At the moment, it appears that the HFPA may not be able to assist Oscar and Emmy voters next year. Turmoil abounds, with NBC refusing to air the proposed 78th annual Golden Globe Awards ceremony until the group has met the terms set by the network and Hollywood publicists to reform and update their rules and regulations.

Should the HFPA fail to do so, celebrities won’t turn up, nor would any PR people, leaving the 80-plus members and their guests with insufficient numbers to fill the Beverly Hills Hilton Hotel ballroom, home venue to the awards. One would expect there would be a vacancy that evening.

The L.A.-based Critics Choice Association (formerly the Broadcast Film Critics Association, or BFCA) approached the Beverly Hills Hilton to hold its annual Critics Choice Awards (CCA) telecast there (instead of at its usual venue in Santa Monica), but the HFPA is up in arms and refusing to let them take the, as of now, vacant spot. I’ve been told that the HFPA has paid for its usual Awards night booking and is adamant about not relinquishing the space to the CCA.

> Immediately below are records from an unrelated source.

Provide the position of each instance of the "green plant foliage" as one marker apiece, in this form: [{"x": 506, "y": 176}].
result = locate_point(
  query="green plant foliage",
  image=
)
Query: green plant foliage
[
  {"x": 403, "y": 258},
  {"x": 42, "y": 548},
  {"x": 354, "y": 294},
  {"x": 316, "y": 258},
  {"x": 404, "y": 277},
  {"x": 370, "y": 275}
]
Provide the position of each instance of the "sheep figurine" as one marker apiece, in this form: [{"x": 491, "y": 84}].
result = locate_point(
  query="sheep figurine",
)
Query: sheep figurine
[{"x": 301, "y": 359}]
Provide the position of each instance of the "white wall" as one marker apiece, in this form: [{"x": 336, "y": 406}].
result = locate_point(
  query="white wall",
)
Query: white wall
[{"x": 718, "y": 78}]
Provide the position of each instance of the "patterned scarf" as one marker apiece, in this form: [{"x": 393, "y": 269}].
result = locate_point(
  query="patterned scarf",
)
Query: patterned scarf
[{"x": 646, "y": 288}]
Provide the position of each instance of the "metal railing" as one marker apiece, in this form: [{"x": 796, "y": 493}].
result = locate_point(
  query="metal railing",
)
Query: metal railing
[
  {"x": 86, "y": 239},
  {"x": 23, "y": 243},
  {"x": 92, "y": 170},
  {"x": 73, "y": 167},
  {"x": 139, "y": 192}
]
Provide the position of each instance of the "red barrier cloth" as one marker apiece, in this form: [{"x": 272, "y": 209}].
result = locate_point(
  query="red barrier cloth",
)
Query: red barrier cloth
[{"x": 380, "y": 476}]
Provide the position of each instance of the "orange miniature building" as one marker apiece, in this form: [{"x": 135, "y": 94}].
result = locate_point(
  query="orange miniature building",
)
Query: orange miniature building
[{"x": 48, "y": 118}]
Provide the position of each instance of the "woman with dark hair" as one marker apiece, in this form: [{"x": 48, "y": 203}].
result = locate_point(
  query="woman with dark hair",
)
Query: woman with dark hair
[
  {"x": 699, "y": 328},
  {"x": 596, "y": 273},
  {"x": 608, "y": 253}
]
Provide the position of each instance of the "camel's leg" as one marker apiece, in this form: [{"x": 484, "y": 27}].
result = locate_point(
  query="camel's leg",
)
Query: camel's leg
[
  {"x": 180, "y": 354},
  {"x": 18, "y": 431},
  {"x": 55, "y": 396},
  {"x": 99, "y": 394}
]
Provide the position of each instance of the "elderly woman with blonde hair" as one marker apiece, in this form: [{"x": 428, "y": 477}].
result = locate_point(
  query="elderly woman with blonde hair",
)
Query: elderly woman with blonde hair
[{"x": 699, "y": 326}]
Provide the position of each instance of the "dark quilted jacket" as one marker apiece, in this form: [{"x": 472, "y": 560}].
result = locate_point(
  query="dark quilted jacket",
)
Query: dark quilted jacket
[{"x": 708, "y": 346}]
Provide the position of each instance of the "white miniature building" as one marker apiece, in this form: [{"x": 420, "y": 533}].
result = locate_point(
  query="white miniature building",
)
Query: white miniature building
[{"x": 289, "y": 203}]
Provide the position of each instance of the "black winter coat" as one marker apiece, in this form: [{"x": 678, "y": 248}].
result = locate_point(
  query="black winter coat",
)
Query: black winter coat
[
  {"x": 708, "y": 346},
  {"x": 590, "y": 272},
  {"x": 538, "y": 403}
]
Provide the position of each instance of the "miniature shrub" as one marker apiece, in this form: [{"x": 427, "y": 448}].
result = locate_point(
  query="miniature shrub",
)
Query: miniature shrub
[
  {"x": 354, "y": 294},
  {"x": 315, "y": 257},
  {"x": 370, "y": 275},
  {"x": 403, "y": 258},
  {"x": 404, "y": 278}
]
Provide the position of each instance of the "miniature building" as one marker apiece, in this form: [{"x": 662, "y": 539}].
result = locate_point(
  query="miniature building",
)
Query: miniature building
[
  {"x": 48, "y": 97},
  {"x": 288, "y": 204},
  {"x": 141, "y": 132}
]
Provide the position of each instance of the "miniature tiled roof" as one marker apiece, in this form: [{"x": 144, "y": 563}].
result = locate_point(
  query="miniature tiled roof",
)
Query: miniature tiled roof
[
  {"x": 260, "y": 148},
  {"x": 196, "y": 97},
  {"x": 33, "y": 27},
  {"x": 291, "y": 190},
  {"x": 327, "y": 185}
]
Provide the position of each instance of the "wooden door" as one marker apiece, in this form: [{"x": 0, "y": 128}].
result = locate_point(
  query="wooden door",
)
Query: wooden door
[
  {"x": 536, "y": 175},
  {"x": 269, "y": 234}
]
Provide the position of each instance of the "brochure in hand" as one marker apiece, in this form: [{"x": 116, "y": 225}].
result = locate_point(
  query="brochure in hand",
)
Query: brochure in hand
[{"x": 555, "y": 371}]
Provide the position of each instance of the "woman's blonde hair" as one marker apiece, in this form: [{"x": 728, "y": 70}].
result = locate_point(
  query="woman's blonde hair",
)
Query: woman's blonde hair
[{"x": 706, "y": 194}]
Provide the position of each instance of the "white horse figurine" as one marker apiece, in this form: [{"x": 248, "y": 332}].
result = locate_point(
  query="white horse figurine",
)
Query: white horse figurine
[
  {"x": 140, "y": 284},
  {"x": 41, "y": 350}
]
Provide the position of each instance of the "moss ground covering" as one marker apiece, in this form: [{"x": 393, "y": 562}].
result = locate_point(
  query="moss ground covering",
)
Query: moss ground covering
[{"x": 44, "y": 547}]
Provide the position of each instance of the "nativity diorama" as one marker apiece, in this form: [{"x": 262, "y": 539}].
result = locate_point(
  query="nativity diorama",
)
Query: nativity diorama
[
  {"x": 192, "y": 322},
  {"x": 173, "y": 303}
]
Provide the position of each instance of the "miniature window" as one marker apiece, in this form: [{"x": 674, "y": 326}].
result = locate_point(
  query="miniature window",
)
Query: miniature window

While the HFPA is being “not so kind” to the Critics organization, its members had better watch out. I’m told that some of the HFPA’s legitimate members have already jumped ship and many are now members of a newly introduced international arm of the CCA/BFCA. The group is also welcoming qualified journalists previously denied membership to the HFPA, as well as other international entertainment journalists. Add these moves to the CCA’s proposal of initiating a global awards event and this further diminishes any power or influence left to the HFPA.